# Funny tortoise/turtle jokes....



## ascott

Q. Where do you find a tortoise with no legs?

A. Where you left it!

Q: What did the snail say on the tortoise's back?

A: Weeeeeee!


A baby tortoise was standing at the bottom of a large tree and with a deep sigh, started to climb. About an hour later, he reached a very high branch and walked along to the end.

He turned and spread all four and launched himself off the branch.On landing at the bottom in a pile of soft, dead leaves, he shook himself off, walked back to the bottom of the tree and with a sigh started to climb.

About an hour later, he again reached the very high branch, walked along, turned, spread all four and flung himself off the branch. Again, he landed on the bottom, shook himself off, went to the bottom of the tree, sighed and started climbing.

Watching these proceedings from the end of the branch were two little birds.
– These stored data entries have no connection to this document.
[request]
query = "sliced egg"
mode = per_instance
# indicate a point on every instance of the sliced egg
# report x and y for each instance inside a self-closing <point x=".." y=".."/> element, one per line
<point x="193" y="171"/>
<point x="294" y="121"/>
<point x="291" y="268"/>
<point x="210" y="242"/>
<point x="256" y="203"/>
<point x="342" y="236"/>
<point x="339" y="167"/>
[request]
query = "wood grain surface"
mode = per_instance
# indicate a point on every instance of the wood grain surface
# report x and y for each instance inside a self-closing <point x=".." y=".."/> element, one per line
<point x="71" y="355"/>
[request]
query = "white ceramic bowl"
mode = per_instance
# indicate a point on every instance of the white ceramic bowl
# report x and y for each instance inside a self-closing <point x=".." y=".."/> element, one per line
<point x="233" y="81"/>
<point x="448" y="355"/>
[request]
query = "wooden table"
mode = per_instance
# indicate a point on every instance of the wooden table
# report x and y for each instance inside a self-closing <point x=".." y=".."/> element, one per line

Mommy bird turned to Daddy bird and said, "Don't you think it's time we told him he was adopted?"


A disturbed tortoise crawls into a police station.

"I've been robbed by a murderous gang of snails, he announces.

"Calm down," says a cop. "Just tell us everything that happened."

"That's difficult," says the tortoise. "It all happened so fast!"


----------



## terryo

Hahahahahaha! Very good!


----------



## ALDABRAMAN




----------



## dmmj

I like the adopted one


----------



## wellington

Funny, the adopted one was the best


----------